Probabilmente era scritto nel destino di Michael Connelly che la sua sarebbe stata una carriera al servizio del noir. E questo molto tempo prima che venisse segnalato nel ’92 per il «Pulitzer» grazie ai suoi articoli dedicati all’incidente aereo del Delta 191 o che si occupasse dei disordini di Los Angeles, sempre nel 1992. Un destino precedente anche la nascita, ancora nel ’92, con La memoria del topo, del personaggio cardine della sua carriera letteraria, il detective Harry Bosch protagonista dell’ultimo suo romanzo, Il cerchio del lupo (Piemme), ma anche di Ghiaccio nero, La bionda di cemento, L’ombra del coyote, La città delle ossa, Lame di luce, tutti ambientati a Los Angeles.
La passione di Connelly per certe storie risaliva infatti alla sua adolescenza. «A 16 anni - mi confessò un giorno al telefono - assistendo a un crimine, sviluppai l’interesse per la letteratura di genere. C’era stata una rapina con relativa sparatoria e io vidi il rapinatore mentre scappava. Vidi dove aveva nascosto la pistola. Così aiutai la polizia a ritrovare l’arma e feci il mio ingresso nel mondo dell’investigazione. Mi portarono alla stazione di polizia, mi fecero delle domande, mi fecero passare in rassegna un gruppo di sospettati... Fino ad allora, non avevo mai avuto rapporti con la polizia... Trascorsi 6 o 7 ore con i poliziotti e da quella sera mi misi a leggere storie su di loro. In pochi anni, maturai la decisione: sarei diventato uno scrittore».

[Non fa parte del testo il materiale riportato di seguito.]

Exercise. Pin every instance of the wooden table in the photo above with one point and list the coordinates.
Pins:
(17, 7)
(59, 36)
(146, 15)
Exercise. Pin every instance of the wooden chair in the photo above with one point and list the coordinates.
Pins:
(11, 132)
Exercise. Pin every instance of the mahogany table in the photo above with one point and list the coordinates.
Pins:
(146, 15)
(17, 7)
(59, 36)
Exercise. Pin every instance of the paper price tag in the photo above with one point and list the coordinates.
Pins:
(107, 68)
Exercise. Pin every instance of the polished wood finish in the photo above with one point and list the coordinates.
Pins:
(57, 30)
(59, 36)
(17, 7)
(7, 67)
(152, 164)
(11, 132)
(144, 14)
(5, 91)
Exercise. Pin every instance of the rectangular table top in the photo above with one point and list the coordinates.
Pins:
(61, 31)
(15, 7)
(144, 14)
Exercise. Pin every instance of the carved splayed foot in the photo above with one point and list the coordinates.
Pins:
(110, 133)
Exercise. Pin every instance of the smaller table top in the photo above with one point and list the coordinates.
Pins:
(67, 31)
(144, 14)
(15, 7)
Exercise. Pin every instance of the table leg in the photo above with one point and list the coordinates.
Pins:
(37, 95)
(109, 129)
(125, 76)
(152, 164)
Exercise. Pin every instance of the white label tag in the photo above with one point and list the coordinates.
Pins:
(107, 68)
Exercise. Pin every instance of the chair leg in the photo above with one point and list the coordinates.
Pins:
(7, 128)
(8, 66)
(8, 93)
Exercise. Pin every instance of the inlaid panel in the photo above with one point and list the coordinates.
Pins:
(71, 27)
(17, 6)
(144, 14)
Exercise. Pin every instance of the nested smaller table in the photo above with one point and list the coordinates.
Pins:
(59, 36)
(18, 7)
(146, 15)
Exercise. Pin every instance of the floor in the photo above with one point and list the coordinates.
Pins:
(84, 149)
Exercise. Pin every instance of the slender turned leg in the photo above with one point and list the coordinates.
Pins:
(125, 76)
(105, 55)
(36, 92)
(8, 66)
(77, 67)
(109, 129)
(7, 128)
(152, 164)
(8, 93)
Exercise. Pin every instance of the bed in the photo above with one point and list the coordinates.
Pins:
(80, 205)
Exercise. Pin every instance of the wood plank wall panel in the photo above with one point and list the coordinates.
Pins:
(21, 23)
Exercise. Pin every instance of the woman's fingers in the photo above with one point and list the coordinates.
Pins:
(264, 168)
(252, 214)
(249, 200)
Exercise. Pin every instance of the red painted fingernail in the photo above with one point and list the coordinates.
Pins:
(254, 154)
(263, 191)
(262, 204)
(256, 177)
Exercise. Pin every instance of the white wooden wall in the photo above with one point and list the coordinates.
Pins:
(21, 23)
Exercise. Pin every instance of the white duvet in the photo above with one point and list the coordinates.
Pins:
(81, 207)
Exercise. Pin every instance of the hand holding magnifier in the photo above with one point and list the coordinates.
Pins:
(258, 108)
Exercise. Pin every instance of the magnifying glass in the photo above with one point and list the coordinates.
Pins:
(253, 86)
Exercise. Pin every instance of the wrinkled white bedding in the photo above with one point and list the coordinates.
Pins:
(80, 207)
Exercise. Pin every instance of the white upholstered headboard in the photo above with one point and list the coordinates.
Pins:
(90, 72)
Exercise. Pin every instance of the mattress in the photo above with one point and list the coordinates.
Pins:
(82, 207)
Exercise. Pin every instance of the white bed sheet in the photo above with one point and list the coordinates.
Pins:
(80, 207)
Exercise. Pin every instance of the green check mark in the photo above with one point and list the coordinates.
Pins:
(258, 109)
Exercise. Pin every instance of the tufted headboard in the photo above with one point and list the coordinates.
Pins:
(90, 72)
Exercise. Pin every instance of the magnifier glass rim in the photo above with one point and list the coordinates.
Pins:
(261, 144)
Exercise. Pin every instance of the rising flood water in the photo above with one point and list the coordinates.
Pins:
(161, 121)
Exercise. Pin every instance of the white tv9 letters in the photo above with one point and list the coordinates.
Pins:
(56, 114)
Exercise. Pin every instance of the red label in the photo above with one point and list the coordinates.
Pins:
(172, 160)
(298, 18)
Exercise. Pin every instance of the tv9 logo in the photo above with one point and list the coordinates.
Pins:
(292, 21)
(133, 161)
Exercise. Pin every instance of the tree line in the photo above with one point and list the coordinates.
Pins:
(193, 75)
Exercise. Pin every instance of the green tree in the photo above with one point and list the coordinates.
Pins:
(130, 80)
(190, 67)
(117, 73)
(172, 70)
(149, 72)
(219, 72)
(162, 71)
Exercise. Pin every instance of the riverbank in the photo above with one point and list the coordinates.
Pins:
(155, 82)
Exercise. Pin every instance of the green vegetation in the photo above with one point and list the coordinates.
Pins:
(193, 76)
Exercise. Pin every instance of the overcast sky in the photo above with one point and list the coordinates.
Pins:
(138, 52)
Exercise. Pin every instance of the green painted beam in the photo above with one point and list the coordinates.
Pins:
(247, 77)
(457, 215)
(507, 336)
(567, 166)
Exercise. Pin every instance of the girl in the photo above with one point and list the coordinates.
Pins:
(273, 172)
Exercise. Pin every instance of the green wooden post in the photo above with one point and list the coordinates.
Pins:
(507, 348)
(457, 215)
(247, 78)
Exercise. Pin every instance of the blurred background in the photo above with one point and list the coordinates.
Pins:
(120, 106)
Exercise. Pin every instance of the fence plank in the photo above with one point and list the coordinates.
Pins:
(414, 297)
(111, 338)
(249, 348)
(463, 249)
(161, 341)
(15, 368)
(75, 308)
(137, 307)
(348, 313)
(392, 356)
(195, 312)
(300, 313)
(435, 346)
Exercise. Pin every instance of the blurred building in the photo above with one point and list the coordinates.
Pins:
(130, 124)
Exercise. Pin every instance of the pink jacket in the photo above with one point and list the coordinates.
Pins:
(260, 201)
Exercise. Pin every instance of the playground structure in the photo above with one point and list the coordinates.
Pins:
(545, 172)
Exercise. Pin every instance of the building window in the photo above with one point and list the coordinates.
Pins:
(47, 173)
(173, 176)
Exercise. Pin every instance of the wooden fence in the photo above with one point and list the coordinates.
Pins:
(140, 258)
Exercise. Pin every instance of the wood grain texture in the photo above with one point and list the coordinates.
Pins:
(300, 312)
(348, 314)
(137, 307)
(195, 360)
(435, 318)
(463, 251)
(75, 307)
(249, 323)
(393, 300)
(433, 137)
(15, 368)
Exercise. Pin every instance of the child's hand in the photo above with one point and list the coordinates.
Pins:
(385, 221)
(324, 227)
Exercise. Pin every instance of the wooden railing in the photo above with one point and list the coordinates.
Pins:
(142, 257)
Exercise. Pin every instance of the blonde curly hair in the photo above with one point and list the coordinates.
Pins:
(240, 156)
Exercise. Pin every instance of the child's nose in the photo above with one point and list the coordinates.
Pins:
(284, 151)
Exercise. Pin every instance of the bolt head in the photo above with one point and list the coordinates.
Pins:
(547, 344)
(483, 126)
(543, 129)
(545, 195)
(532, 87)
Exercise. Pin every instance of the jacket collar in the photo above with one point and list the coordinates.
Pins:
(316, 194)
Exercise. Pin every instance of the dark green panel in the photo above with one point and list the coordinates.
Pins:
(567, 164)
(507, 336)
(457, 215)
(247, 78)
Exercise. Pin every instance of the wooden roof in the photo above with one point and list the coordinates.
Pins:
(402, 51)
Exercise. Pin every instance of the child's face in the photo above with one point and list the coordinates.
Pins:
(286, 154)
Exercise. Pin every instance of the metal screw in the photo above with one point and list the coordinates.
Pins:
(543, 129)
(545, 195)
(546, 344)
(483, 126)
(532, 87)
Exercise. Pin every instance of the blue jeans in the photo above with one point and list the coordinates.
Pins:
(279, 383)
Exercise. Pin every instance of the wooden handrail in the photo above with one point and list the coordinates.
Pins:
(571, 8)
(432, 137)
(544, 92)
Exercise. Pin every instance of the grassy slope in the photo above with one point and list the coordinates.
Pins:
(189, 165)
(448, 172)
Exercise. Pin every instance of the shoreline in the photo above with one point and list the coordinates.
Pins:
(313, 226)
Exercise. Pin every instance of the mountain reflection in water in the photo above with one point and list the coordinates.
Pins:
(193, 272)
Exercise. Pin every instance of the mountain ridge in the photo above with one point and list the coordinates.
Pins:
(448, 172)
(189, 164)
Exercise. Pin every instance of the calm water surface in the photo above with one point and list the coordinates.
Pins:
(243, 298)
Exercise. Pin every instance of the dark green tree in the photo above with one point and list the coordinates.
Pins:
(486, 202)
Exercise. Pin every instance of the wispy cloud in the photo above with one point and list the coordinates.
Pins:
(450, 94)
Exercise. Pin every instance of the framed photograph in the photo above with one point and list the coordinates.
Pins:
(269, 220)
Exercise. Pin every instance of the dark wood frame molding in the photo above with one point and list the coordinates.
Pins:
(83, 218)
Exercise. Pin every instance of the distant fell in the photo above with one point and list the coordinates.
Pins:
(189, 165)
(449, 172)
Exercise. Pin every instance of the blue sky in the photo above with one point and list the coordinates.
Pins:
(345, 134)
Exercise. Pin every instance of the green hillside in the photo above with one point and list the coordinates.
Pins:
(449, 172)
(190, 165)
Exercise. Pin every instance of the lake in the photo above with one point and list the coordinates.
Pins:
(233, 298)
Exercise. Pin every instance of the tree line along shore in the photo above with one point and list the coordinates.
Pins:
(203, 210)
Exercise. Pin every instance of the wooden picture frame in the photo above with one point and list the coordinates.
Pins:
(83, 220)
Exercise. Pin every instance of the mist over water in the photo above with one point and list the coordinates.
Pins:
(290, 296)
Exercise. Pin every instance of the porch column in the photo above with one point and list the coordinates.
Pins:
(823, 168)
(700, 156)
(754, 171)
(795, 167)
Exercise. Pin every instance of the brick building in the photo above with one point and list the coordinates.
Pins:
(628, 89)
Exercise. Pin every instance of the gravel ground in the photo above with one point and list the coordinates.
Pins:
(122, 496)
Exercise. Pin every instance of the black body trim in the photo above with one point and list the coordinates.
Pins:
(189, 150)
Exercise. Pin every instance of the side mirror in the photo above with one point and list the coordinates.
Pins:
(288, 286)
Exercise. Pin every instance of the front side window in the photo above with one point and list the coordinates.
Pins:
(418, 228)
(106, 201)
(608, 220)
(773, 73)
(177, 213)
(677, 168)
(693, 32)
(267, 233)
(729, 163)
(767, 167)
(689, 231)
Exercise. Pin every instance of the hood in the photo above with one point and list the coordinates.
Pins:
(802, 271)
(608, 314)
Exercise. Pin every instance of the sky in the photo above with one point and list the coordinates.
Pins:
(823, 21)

Quanto alla nascita di un personaggio carismatico come Harry Bosch, ancor oggi Connelly ammette di non capire le ragioni della sua fortuna. «Se dovessi descrivere Harry con un solo aggettivo - spiega - direi che è “inarrestabile”. Mi piacerebbe che la gente pensasse questo, di Harry. La sua è una missione e nessuno lo può fermare. Credo che, siccome tutti desiderano essere “inarrestabili” nel perseguire il proprio obiettivo, ciò lo renda molto vicino alla gente. Non mi sono messo alla scrivania con l’intento di creare un personaggio in cui la gente volesse immedesimarsi. La scrittura a volte è una faccenda mistica, strana... Ci ho messo un bel po’ di tempo a trovare un nome di battaglia che potesse qualificare in qualche modo il mio detective e che avesse anche un significato metaforico. E così, mentre Los Angeles era in piena rivolta nel 1992 e le cose stavano sfuggendo di mano e si respirava un’atmosfera malata, mi tornò alla memoria il pittore Hieronymus Bosch. Tutti i suoi quadri descrivevano un mondo andato in rovina, il caos, il peccato. Ecco come saltò fuori il nome magico e allo stesso tempo un po’ maledetto di Bosch... Nelle mie storie l’obiettivo non è scoprire il colpevole, per questo un personaggio come Harry è risultato perfetto nel tempo.

Nei miei libri cerco di mostrare ciò che accade a Los Angeles che rappresenta bene la società del mio Paese. Sono convinto che i thriller diano l’opportunità di scrivere storie sociali, di illustrare, indagare, osservare qualunque tipo di problematica sociale».